“Given the significant benefits it will have for the tourism industry and, by extension, the island’s greater economy, we remain hopeful” that we “will be successful when our proposal goes before the Minister,” the Fairmont Southampton developers said after the Planning Department recommended the SDO is not approved.
The letter from planning said, “The proposal is in direct conflict with the strategies, goals and objectives of the Bermuda Plan 2018 and is considered to represent an unsustainable form of development which would result in several adverse environmental effects which the applicant has failed to demonstrate can or would be satisfactorily mitigated whilst failing to commit to enhancements of beneficial effects.
“It is noted that the business model which the applicant has chosen to finance the refurbishment of the Hotel is, according to the applicant, reliant on approval being granted for the quantum of development proposed. There is therefore a greater possibility that the Hotel will not be reopened if approval is not granted, although the extent of this possibility nor the amount of time the Hotel would remain closed cannot reasonably be assessed based on the limited data and lack of alternative financing models which have been presented.
“It is therefore recommended that the Minister responsible for Planning does not proceed with making a Special Development Order based on the proposal as it has been presented.”
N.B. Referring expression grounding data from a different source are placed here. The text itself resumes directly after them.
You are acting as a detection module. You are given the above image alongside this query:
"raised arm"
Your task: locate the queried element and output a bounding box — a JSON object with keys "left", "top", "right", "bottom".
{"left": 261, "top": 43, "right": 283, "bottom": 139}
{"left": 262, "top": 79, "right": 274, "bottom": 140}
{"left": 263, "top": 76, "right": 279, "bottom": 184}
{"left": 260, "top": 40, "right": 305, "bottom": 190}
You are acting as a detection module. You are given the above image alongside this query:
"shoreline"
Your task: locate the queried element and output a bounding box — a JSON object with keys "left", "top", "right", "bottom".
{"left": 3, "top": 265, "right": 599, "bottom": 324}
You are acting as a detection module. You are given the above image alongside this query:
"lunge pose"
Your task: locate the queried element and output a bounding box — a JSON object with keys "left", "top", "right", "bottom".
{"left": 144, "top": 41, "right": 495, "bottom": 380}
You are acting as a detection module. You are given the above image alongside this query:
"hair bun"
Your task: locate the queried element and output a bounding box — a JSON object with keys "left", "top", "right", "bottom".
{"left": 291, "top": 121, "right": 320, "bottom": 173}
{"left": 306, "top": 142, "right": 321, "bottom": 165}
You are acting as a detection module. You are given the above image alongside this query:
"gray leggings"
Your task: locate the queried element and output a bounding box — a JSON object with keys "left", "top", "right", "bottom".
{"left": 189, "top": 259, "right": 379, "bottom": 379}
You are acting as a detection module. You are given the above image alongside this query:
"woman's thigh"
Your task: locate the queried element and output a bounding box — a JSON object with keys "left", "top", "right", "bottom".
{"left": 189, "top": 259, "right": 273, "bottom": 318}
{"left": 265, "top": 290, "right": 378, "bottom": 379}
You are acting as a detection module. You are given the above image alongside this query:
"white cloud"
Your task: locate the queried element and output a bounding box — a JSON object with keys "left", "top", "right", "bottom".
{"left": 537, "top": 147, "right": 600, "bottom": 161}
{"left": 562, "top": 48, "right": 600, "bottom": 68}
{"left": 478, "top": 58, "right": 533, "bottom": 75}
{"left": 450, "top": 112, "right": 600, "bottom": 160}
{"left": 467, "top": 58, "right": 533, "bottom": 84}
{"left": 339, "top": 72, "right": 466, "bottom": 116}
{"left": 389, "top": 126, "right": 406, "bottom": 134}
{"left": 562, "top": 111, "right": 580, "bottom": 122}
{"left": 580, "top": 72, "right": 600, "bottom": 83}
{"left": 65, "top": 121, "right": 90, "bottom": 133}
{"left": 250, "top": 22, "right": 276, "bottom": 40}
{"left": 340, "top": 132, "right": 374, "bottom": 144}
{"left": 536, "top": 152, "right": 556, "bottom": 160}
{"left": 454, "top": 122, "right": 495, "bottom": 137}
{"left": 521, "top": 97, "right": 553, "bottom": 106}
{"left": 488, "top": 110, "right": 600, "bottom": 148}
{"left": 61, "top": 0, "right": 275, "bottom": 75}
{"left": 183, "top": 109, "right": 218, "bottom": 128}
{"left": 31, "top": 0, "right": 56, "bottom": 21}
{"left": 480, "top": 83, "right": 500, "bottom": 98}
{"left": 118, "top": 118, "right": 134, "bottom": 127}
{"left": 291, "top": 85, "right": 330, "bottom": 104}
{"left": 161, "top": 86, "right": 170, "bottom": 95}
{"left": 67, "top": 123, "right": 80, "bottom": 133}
A spokesperson said, “The recommendation of the Planning Department to the Development Applications Board [DAB] regarding the Fairmont Southampton SDO is disappointing, but we are not surprised.
“The Department’s purview has fairly specific parameters and focuses on the technical assessment of application proposals to ensure compliance with planning policies and zoning regulations. Further, the DAB is legally prevented from approving any development that does not conform to the current development plan. As a result, the DAB cannot actually approve Westend’s application.
“Bermuda’s SDO process was designed precisely for this type of situation – where a development proposal doesn’t fall within the regular zoning guidelines, but is in the national interest, power is granted to the Minister of Home Affairs to approve development through an SDO. We are grateful that the process allows for this additional opportunity for review.
“Despite the fact that Planning’s recommendation was not unexpected, we strongly disagree with several of the conclusions outlined in the Department’s report. We listened to the public’s concerns about various aspects of the proposed development and had multiple meetings with Planning and adapted our plan accordingly after each consultation.
“In response, we went back to the drawing board to scale back our plans and reduce density on the site. We made several changes in an effort to address the concerns while still making the project financially viable – our revised application reduced the total number of units and significantly reduced the height of some of the proposed buildings.
“It also includes several community gains, some environmental – such as the designation of three tracts of land as Protected Conservation Areas – and some focused on safety – such as the realignment of the S-bend on South Road. We believe that the Southampton property can easily accommodate the development of residential and tourism units as laid out in our proposal; in fact, the majority of the property will remain as green space which includes the golf course.
“Given the significant benefits it will have for the tourism industry and, by extension, the island’s greater economy, we remain hopeful that our desire to create a year-round destination resort will be successful when our proposal goes before the Minister.”